Geen grote verrassingen, gezien de mensen die antwoordden, maar het als het rapport zegt “Het nieuwe mobiliteitsplan houdt geen rekening met ‘werken’ als stedelijke functie”, dan bedoelen ze natuurlijk “Het volkomen niet-representatief staal dat wij via onze eigen kanalen aanspreken om een enquête in te vullen denkt dat het nieuwe mobiliteitsplan geen rekening houdt met ‘werken’ als stedelijke functie”.

Maar alla, we gaan naadloos over naar…

 

5. Oplossingen voor een betere mobiliteit in Gent

Ha, eindelijk!

oplossingen

Ik was al helemaal in spanning om te zien welke concrete voorstellen de mensen hadden hoe de Stad Gent de mobiliteit zou kunnen verbeteren.

Even kijken…

  • 91% vindt “prioritair aanpakken van knelpunten” en 90% vindt “betere doorstroming op de R40”. Interessant, ja. Vooral omdat de R40 — en de overgrote meerderheid van de knooppunten waarvan sprake — de bevoegdheid zijn van het Vlaams Gewest, waar de Stad Gent dus weinig tot niets aan kan doen.
  • 78% vindt “meer en sneller openbaar vervoer” — ha tiens, goed om weten dat de Stad Gent plots enorm veel te zeggen heeft over Infrabel, NMBS en De Lijn.

De rest zijn allemaal leuke ideetjes, maar hoe tekenend is het dat 69% zegt dat er meer P+R zou moeten zijn, maar dat 79% het absoluut niet ziet zitten om de auto verder van thuis te parkeren of afstand te doen van een tweede wagen? 80% van de Gentenaars parkeren hun wagen op minder dan 100 meter van hun deur, en 82% van de tweede wagens staan ook op minder 100 van de voordeur, en ze willen dat ook zo houden.

 

6. Gebruik van alternatieve mobiliteitsoplossingen

alternatief

Voka zegt het zoals het is:

Het kan en moet anders

58% van de respondenten kan op geen enkele manier gebruik maken van alternatieve vormen van vervoer. Ook hier kunnen we dus besluiten dat er nog een grote marge bestaat om werkgerelateerde verplaatsingen verder te optimaliseren. Wij gaan er van uit dat – indien de werkgever alternatieve vervoersmodi voor verplaatsingen tijdens de werkdag ter beschikking stelt – de werknemer ook meer alternatieve oplossingen voor het woon-werkverkeer zal in overweging nemen.

 

7. Dreigt Gent door de mobiliteitsproblemen ook bedrijven te verliezen?
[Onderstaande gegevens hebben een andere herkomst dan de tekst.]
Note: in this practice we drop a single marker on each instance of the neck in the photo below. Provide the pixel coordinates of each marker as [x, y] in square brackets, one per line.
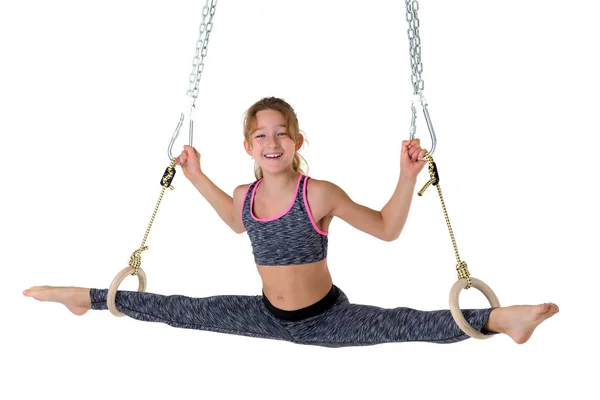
[276, 183]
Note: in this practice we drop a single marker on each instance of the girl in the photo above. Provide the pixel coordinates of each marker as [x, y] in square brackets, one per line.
[286, 216]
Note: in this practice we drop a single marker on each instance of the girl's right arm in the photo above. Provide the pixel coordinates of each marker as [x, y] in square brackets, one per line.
[228, 208]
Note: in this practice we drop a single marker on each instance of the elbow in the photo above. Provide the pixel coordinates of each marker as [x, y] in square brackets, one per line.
[390, 237]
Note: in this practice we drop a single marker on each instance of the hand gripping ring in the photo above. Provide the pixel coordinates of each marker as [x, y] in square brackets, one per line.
[112, 291]
[455, 308]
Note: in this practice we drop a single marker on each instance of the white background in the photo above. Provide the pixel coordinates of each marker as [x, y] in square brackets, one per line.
[91, 92]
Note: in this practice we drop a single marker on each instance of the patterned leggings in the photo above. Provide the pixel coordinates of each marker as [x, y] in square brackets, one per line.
[332, 322]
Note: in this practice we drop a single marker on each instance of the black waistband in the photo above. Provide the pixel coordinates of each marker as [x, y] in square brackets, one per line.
[314, 309]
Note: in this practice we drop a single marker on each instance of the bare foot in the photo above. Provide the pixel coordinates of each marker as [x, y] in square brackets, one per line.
[519, 322]
[77, 300]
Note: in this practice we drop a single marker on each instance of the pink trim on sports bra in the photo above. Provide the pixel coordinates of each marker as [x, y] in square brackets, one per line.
[277, 216]
[312, 220]
[244, 202]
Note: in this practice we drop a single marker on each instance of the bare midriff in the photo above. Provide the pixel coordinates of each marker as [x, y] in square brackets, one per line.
[291, 287]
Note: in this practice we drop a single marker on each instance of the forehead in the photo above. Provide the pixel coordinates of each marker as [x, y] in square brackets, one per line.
[265, 118]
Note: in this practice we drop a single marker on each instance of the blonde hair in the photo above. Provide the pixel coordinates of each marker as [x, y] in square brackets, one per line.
[276, 104]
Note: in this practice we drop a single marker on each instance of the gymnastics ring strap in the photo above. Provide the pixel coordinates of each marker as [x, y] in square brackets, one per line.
[135, 260]
[465, 281]
[208, 12]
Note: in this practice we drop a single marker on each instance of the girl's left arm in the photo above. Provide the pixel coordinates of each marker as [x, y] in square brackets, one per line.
[385, 224]
[388, 223]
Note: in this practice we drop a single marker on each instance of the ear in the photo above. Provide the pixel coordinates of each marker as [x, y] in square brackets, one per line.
[248, 147]
[299, 141]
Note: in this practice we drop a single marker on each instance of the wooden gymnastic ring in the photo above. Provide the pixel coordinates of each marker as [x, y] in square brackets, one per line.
[455, 308]
[112, 291]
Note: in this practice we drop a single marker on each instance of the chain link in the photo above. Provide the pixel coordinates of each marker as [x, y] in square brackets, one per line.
[201, 48]
[414, 40]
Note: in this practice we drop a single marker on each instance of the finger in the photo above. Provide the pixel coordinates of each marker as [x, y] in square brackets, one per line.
[412, 152]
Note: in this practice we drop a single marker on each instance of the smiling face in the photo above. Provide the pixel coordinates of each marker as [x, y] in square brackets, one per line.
[271, 143]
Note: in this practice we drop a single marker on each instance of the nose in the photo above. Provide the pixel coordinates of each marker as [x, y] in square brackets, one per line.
[272, 140]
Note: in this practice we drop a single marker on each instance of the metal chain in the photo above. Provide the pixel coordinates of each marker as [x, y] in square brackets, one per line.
[414, 40]
[201, 49]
Hier komt het koffiedikkijken:

verplaatsen.png

In procent ziet het er schrikbarend uit: 88% blijft weliswaar in Gent, maar 12% die weggaat, da’s niet niets.

Oh maar wacht, we moeten ons misschien afvragen over hoeveel mensen het gaat. Er waren 1000 respondenten, waarvan 25% die zich ondernemer/eigenaar of zelfstandige noemen (groentenwinkels, krantenwinkels, slagers, bakkers, bankkantoren, verzekeringsagenten, loodgieters, schrijnwerkers, …).

Dus gaat het over 30 man die uit Gent weggaan? Ah neen, want het zijn maar 46% van de mensen die uit Gent komen. Dus 15 man? Ah neen, want we weten niet wat de verdeling is, en we weten ook niet wat het verschil is tussen centrum Gent en niet-centrum Gent. 

Ik zou het wel graag willen weten, over hoeveel mensen het gaat. Want dit was dus de eyecatcher van de enquête: EEN BEDRIJF OP DRIE VERHUIST UIT GENT WEGENS MOBILITEITSPLAN.

 

8. De wagen als heilige graal

parkeren

Ze schrikken er zelf een beetje van:

Nog een opmerkelijke, zei het eerder ontgoochelende vaststelling: 78% van de respondenten die zich voor het uitvoeren van de job met de wagen naar Gent verplaatsen, is niet bereid om verder van de werkplaats te parkeren.

En om te besluiten:

 

10. Executive summary

Uit onze enquête komen 3 duidelijke hoofdlijnen naar voor:

  1. De huidige mobiliteitssituatie is voor 57% van de respondenten niet aanvaardbaar. Verandering is absoluut noodzakelijk.
  2. Het voorgestelde mobiliteitsplan houdt bijzonder weinig rekening met de noden van de werkende en ondernemende mens: 70% van de respondenten is van mening dat het nieuwe mobiliteitsplan de situatie van zij die in Gent werken en ondernemen, zal verslechteren.
  3. Er is nog veel ruimte voor een echte gedragsverandering en voor alternatieve oplossingen op gebied van mobiliteit. 49% van de mensen die in Gent wonen, gaan toch met de wagen naar het werk.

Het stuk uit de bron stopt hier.